2 min read

What is Support Vector Machines (SVM)?

What is Support Vector Machines (SVM)?
  • A support-vector machine (SVM) constructs a hyperplane or set of hyperplanes in a high- or infinite-dimensional space, which can be used for classification, regression, or other tasks like outlier detection.

  • A good separtion is achieved by the hyperplane that has the largest distance to the nearest training-data point of any class.

svm-1

  • We are given a training dataset of \(n\) points:

\[(x_{1}, y_{1}), \ldots, (x_{n}, y_{n})\]

where the \(y_{i}\) are either 1 or -1, each indicating the class to which the point \(x_{i}\) belongs. Each \(x_{i}\) is a \(p\)-dimensional real vector.

  • To find the "maximum-margin hyperplane" that divides the two different classes is equivalent to find a vector \(\boldsymbol{w}\) such that the distance between the two planes below is maximized.

\[\boldsymbol{w}^{T}\boldsymbol{x}-b = 1  \  v.s. \  \boldsymbol{w}^{T}\boldsymbol{x}-b = -1 \]

  • Geometrically, the distance between these two hyperplances is \(\frac{2}{||\boldsymbol{w}||}\), so to maximize the distance between the planes is equivalent to minimize \(||\boldsymbol{w}||\).

  • If there is no point falling into the margin, then the SVM is said to have hard-margin. In this case, we should add the following constraint: for each \(i\)

\[y_{i}(\boldsymbol{w}^{T}\boldsymbol{x}-b) >  1 \]

  • Please note that the max-margin hyperplane is completely determined by those \(x_{i}\) that lie nearest to it.

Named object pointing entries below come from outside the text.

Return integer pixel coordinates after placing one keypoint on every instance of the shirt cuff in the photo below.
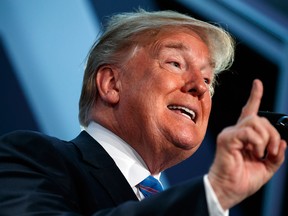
(214, 207)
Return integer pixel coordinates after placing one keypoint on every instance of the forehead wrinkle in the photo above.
(178, 45)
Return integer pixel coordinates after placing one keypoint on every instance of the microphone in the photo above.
(279, 121)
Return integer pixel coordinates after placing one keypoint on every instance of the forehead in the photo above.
(183, 39)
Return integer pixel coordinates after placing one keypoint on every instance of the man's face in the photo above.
(164, 99)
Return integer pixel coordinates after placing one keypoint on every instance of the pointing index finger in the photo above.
(254, 100)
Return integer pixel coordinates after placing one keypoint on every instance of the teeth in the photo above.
(185, 109)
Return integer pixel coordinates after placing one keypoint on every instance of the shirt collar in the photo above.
(126, 158)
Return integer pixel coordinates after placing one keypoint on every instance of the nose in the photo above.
(196, 85)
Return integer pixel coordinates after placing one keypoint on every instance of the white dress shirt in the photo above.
(134, 168)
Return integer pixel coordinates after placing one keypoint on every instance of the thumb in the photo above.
(254, 100)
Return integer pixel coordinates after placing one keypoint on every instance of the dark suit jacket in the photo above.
(42, 175)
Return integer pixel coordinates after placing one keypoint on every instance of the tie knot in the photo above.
(150, 186)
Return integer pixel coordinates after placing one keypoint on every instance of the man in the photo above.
(144, 107)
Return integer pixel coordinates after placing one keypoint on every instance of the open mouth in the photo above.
(188, 113)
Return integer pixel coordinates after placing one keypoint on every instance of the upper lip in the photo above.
(185, 109)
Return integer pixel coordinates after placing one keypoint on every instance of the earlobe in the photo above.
(107, 83)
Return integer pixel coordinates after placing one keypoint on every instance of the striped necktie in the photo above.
(150, 186)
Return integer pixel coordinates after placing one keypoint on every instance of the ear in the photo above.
(107, 81)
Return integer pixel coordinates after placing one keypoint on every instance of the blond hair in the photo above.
(122, 35)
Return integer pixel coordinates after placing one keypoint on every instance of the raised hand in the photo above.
(247, 155)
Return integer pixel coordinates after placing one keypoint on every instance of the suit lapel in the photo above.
(103, 168)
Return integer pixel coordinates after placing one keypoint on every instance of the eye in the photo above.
(207, 81)
(175, 64)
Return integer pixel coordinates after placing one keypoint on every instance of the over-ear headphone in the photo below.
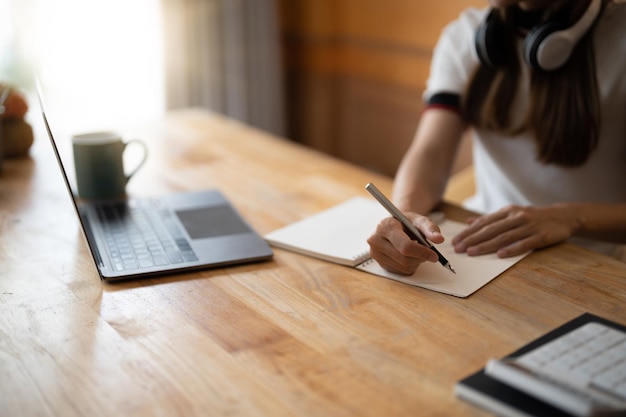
(547, 46)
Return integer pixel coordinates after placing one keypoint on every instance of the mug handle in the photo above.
(143, 159)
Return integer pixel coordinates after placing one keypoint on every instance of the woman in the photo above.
(549, 132)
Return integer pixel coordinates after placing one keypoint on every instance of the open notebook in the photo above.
(339, 234)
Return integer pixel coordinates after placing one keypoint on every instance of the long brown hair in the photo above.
(564, 108)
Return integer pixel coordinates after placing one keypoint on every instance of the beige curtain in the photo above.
(225, 55)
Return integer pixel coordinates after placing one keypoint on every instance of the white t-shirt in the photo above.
(506, 169)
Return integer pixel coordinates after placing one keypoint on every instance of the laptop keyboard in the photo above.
(140, 237)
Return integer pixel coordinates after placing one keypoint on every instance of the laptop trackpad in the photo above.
(215, 221)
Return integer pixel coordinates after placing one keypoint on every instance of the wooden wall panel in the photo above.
(355, 72)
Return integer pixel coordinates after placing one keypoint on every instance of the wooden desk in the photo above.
(290, 337)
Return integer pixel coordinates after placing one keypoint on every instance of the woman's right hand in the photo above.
(392, 248)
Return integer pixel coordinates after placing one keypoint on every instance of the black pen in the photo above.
(409, 228)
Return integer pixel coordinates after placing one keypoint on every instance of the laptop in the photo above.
(140, 237)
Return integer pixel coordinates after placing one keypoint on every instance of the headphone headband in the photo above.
(546, 47)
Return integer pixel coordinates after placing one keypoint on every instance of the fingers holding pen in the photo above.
(392, 248)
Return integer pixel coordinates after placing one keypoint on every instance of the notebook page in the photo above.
(338, 234)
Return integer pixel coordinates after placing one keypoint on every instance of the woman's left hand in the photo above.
(515, 230)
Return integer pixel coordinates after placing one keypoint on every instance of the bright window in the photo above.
(101, 61)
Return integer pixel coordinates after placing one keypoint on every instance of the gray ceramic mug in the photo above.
(99, 164)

These \(x_{i}\) are called support vectors.

  • To extend SVM to cases in which the data are not completely seperable, we need to introduce a slack variable \(\xi^{(i)}\) for each instance: \(\xi^{(i)}\) measures how much the \(i^{th}\) instance is allowed to violate the margin.

  • The new objective to be minimized (subject to the constraints) becomes:

\[ \frac{1}{2} ||\boldsymbol{w}||^{2} + C \left( \sum_{i} \xi^{(i)} \right)\]

  • Via the variable, \(C\), we can then control the penalty for misclassification. Large values of \(C\) correspond to large error penalties, which means we are more intolerable about misclassification. We can then use the \(C\) parameter to control the width of the margin and therefore tune the bias-variance tradeoff, as illustrated in the following figure:

soft

  • Python code for linear SVM:
    from sklearn.svm import SVC
    svm = SVC(kernel='linear', C=1.0, random_state=1)
    svm.fit(X, y)
    svm.predict(X_test)

The main reference for this blog is Python Machine Learning written by Sebastian Raschka & Vahid Mirjalili.